For Kendrick, it was smooth sailing from the outset. “Edgar asked me to read for Stacey,” she said. “I guess I was the only girl that read for Stacey, so I’m not sure what it was that screamed ‘obnoxious little sister’ except my whole life.” Emulating her older brother, Kendrick often stole comics from his room. “I kind of got a comics 101,” she reflected. “A little bit of ‘Spider-Man,’ ‘Batman,’ ‘Superman,’ ‘X-Men.’ I got into ‘X-Men’ just because there were so many cool chicks.”
Being the central observers to Scott Pilgrim’s life, the trio of actors also reflected on working with actor Michael Cera. “I’m just constantly impressed, not just by his delivery, but how much he’s doing physically,” Kendrick said. “On my first day of shooting, [Cera] ran away from a group of people and during rehearsals he did something I thought was really funny, but I thought, ‘Oh, they’re not going to shoot that.’ Then they did and it’s in the film. It was just him goofing around.”
Plaza related an off-screen running gag Cera entertained the cast with. “He always had a water bottle in his hand and he was like, ‘Whenever I tell a lie, I’m going to drop this bottle.’ He kept that up for the rest of the shoot,” she recalled. “So, he’d be like, ‘You look really nice today.” She then dropped a nearby water bottle, mimicking Cera’s physical punchline. “That was an everyday thing.”
“Almost all of my stuff is with Michael,” Culkin said of his scenes in the movie. “Of the three months I was there, we shot almost all of my stuff within the first four or five weeks and then the rest of it was mostly sitting around and watching fight sequences.”
After a pause, he quipped, “And collecting a pay check.
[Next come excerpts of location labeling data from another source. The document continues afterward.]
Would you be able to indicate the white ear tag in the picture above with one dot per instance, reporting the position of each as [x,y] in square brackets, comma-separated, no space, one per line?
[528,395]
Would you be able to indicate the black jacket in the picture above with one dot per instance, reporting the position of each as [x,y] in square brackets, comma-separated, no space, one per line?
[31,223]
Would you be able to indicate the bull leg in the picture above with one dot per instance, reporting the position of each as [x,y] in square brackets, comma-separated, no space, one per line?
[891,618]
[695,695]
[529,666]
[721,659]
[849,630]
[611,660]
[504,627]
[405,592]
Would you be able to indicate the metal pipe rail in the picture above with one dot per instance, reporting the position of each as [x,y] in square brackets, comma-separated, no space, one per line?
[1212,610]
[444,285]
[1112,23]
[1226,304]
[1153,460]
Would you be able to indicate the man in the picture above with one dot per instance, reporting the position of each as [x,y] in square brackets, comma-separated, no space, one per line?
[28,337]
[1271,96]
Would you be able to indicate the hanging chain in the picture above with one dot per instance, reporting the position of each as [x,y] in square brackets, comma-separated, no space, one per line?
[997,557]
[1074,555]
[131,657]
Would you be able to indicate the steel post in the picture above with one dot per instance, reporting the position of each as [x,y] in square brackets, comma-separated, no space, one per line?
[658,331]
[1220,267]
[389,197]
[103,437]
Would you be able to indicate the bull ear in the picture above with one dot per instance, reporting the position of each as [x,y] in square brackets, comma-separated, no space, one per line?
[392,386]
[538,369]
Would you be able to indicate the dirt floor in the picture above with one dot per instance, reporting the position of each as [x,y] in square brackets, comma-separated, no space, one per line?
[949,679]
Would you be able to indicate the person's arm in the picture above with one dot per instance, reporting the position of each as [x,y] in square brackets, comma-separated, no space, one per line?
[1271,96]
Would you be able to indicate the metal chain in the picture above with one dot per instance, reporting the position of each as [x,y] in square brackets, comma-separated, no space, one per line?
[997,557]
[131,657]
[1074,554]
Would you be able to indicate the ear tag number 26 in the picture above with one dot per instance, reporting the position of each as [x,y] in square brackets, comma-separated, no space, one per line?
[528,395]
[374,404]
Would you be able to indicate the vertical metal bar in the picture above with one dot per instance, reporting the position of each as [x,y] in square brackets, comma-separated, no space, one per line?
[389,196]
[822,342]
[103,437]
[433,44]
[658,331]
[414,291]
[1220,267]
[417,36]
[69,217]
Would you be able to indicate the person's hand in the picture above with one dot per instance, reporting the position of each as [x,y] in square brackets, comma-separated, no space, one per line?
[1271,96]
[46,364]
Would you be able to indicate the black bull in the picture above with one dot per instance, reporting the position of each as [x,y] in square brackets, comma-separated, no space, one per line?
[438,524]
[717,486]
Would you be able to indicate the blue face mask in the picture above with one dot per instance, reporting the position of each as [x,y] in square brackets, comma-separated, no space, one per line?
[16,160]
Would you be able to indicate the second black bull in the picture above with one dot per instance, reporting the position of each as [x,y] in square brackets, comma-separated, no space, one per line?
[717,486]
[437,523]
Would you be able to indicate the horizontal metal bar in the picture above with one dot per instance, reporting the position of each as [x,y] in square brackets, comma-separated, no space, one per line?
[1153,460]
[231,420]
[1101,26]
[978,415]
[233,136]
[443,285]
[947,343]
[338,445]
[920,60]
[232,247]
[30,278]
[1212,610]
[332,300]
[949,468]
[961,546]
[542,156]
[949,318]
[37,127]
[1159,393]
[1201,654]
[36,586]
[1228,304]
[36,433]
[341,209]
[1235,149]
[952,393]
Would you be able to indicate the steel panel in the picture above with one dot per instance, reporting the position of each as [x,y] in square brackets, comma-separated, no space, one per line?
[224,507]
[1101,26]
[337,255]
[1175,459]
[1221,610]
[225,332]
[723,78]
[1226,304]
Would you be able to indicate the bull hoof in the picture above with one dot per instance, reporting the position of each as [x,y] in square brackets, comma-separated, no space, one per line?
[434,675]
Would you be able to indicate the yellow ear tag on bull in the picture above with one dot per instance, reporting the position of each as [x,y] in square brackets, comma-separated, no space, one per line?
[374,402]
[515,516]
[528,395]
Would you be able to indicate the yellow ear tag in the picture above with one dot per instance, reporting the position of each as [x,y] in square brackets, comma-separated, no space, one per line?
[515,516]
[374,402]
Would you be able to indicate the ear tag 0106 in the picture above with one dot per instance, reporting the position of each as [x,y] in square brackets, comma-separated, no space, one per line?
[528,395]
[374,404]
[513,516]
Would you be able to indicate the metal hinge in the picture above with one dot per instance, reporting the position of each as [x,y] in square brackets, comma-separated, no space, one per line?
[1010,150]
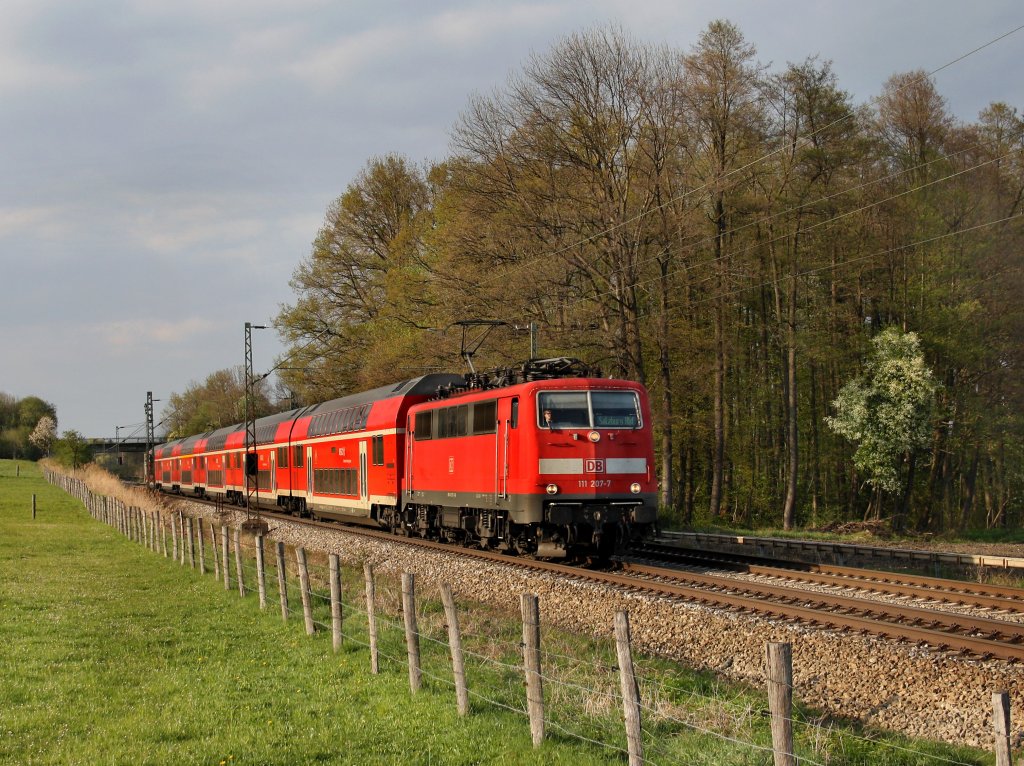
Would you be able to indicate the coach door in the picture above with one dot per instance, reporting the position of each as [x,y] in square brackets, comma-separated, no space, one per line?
[363,470]
[507,445]
[309,471]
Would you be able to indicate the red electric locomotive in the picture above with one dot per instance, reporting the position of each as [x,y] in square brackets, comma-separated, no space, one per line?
[546,459]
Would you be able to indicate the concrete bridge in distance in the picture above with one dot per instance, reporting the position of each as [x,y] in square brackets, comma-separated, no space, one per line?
[114,445]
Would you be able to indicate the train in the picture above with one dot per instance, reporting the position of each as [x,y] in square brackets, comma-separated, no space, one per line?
[546,458]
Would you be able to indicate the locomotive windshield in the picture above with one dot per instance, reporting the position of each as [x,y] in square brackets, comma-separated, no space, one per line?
[588,410]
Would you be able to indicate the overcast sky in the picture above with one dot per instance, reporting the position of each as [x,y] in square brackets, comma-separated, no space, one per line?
[166,164]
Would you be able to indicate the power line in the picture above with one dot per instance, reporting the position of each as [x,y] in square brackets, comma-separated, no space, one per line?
[799,143]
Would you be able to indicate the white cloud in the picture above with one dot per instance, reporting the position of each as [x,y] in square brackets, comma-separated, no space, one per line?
[338,61]
[133,334]
[476,26]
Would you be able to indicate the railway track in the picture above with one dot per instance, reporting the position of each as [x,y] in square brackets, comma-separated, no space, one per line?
[938,590]
[976,636]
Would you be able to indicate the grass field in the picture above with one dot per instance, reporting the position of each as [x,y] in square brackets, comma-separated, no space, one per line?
[113,654]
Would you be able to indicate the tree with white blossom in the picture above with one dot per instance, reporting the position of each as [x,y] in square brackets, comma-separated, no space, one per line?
[887,413]
[44,434]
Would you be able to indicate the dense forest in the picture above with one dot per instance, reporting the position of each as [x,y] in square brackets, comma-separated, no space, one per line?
[737,238]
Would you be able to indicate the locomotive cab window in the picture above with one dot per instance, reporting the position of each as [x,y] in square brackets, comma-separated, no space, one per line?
[588,410]
[615,409]
[484,416]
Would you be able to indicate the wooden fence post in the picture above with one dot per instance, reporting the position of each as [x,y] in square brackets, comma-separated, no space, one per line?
[181,528]
[202,546]
[282,581]
[335,566]
[455,643]
[368,576]
[412,633]
[1000,726]
[238,562]
[530,606]
[223,556]
[780,701]
[213,551]
[628,683]
[307,607]
[192,543]
[260,571]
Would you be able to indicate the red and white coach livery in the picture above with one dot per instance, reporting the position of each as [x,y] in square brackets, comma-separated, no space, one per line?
[546,459]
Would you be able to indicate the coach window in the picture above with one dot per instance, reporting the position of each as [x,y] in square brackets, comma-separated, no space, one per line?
[424,424]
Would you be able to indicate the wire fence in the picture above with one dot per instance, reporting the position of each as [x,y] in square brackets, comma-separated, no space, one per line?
[584,697]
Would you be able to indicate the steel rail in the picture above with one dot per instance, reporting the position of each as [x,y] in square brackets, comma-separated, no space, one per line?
[936,589]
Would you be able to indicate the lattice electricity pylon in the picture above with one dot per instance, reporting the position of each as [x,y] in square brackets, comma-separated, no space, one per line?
[251,464]
[150,439]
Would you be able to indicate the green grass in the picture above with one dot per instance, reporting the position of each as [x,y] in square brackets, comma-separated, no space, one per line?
[113,654]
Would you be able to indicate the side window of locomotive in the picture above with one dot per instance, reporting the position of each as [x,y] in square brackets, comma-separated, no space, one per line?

It was nice.”
The group also sat out all of the film’s fight scenes, which they found had its advantages and disadvantages. “I’m upset that we didn’t get to kick ass, not upset that we didn’t hang on wires,” Kendrick opined. “They’re very different things.”
“I was cool with not doing any of it,” added Culkin.
Many of Kendrick’s scenes consisted of split-screen shots simulating Scott and Stacey on the phone. The actors shot their parts separately, with Kendrick getting a voice track of Cera through an earpiece. “It was like having a conversation with someone really inconsiderate because ‘he’ kept interrupting me,” she joked. “Or I’d say [the line] too fast and there would be a long pause. I was like, ‘shit.’ So, it took a long time to get right.”
Asked if the film could inspire imitations or straight up rip-offs, Plaza replied, “It’s a form of flattery, I guess. If people are ripping the movie off, that means that it did something really huge. So, bring it on.”
“We get to be really snooty about it, too if we feel like it. ‘Pfft. We’ve seen that before,'” laughed Culkin.
“And you know all the nerds will be like, ‘Hey, Aubrey Plaza did it better in ‘Scott Pilgrim,” added Kendrick.